How the Tax Cuts and Jobs Act Affects Employees

Employees lost many valuable job-related tax deductions under the Tax Cuts and Jobs Act.

By , J.D.

The Tax Cuts and Jobs Act (TCJA), the most significant tax reform in a generation, took effect in 2018. The TCJA had and continues to have an enormous impact on all American taxpayers. Many people pay less tax than they used to. But millions of employees who itemized their deductions on their tax returns lost valuable tax job-related deductions. So, some people ended up paying more. But you might be able to avoid this sad fate.

No Deduction for Unreimbursed Employee Expenses

Before 2018, employees who incurred out-of-pocket expenses to perform their jobs were entitled to claim a deduction to the extent such expenses weren't reimbursed by the employer. These expenses were an itemized personal deduction claimed on IRS Schedule A and were deductible only if, and to the extent, they exceeded 2% of the employee's adjusted gross income (AGI). Deductible employee expenses included:

  • job-related mileage (not including personal commuting to and from home and the workplace)
  • long-distance travel expenses
  • uniforms and work clothes
  • continuing education expenses required for a current job
  • job search expenses for the same occupation
  • work-related dues, including union dues and subscriptions
  • a home computer used for work, and
  • home offices used for the convenience of the employer.

In 2015, 14.6 million taxpayers claimed unreimbursed employee expenses for a total of more than $96 billion.

The TCJA completely eliminated the deduction for unreimbursed employee expenses for 2018 through 2025. This means, for example, that an employee salesperson who spends $5,000 per year out of pocket driving for work can't deduct the expense. The deduction is scheduled to return in 2026.

No Deduction for Unreimbursed Employee Moving Expenses

Employees were also allowed to deduct moving expenses incurred to move to a new job if the new workplace was at least 50 miles farther from the taxpayer's former residence than the previous place of work. This deduction was a highly valuable "above the line" deduction not subject to the 2% of AGI limit, and that could be taken without itemizing. The TCJA eliminated this deduction during 2018 through 2025, except for members of the Armed Forces on active duty who move pursuant to a military order and incident to a permanent change of station.
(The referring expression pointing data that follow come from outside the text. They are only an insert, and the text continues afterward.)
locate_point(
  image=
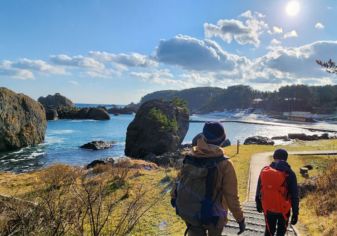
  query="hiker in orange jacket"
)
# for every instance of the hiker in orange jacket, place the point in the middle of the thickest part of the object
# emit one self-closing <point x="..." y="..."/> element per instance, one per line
<point x="277" y="194"/>
<point x="222" y="185"/>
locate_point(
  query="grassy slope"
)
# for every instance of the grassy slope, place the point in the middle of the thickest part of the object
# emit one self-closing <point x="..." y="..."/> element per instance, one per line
<point x="162" y="217"/>
<point x="313" y="224"/>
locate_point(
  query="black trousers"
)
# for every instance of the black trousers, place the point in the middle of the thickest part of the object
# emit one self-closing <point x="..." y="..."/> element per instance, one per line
<point x="275" y="222"/>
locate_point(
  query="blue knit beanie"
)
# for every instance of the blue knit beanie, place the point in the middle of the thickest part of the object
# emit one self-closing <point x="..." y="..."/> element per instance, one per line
<point x="280" y="154"/>
<point x="214" y="132"/>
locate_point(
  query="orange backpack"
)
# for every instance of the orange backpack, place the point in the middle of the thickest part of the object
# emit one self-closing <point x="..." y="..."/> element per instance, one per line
<point x="274" y="191"/>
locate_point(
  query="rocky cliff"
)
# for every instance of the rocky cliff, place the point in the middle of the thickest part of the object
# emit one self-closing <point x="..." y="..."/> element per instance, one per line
<point x="158" y="127"/>
<point x="22" y="121"/>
Elimination of Some Tax-Free Employee Fringe Benefits

The tax law permits employers to provide their employees with certain types of fringe benefits tax-free—that is, employees don't have to pay any tax on the value of these benefits. The most significant tax-free fringe benefit is health insurance, but many others exist as well. Under prior law, employers were allowed to provide employees:

  • reimbursement to move to a new job location at least 50 miles farther from the employee's former residence than the previous place of work and
  • up to $20 per month to employees who commuted to work by bicycle.

These benefits are no longer tax-free during 2018 through 2025. Your employer can continue to provide them, but you'll have to pay income tax on their value.

Employers may provide transportation fringe benefits of up to $280 per month tax-free to employees in 2022 ($270 in 2021), including payment for parking expenses, transit passes, and transportation in a commuter highway vehicle ("vanpooling"). However, employers aren't able to deduct the cost of these benefits, making them much more expensive to provide.

What to Do

You should seek to have your employer reimburse or directly pay you for all your work-related expenses instead of paying them out of your own pocket. This type of payment or reimbursment is actually required in some states. For example, California requires employers to reimburse their employees "for all necessary expenditures or losses incurred by the employee in direct consequence of the discharge of his or her duties." (Calif. Labor Code § 2802.)

By far, the most common unreimbursed employee expense is job-related mileage (not including personal commuting to and from home and your workplace, which isn't deductible). If you drive a lot for work, ask your employer reimburse you because this cost isn't deductible. These reimbursements would be tax-free to you, the employee, so long as you adequately account for your mileage. They're also tax-deductible by your employer. Alternatively, your employer could provide you with a company car, which would also be tax-free if you only use it for work-related driving (not including personal commuting).

Reimbursement for your work-related mileage is tax-free to you (as long as you properly account for your mileage). So, if your employer isn't legally required to reimburse you for your mileage, it would be worth your while to accept a reduction in salary in return for receiving such reimbursement. For example, if you spend $5,000 per year to drive for work, you could offer to take a $5,000 salary reduction in return for your employer reimbursing you for your mileage. The $5,000 reimbursement is tax-free to you and fully deductible by your employer. You end up saving the tax on $5,000 that you otherwise would have had to pay if you had taken it in salary instead of mileage reimbursement.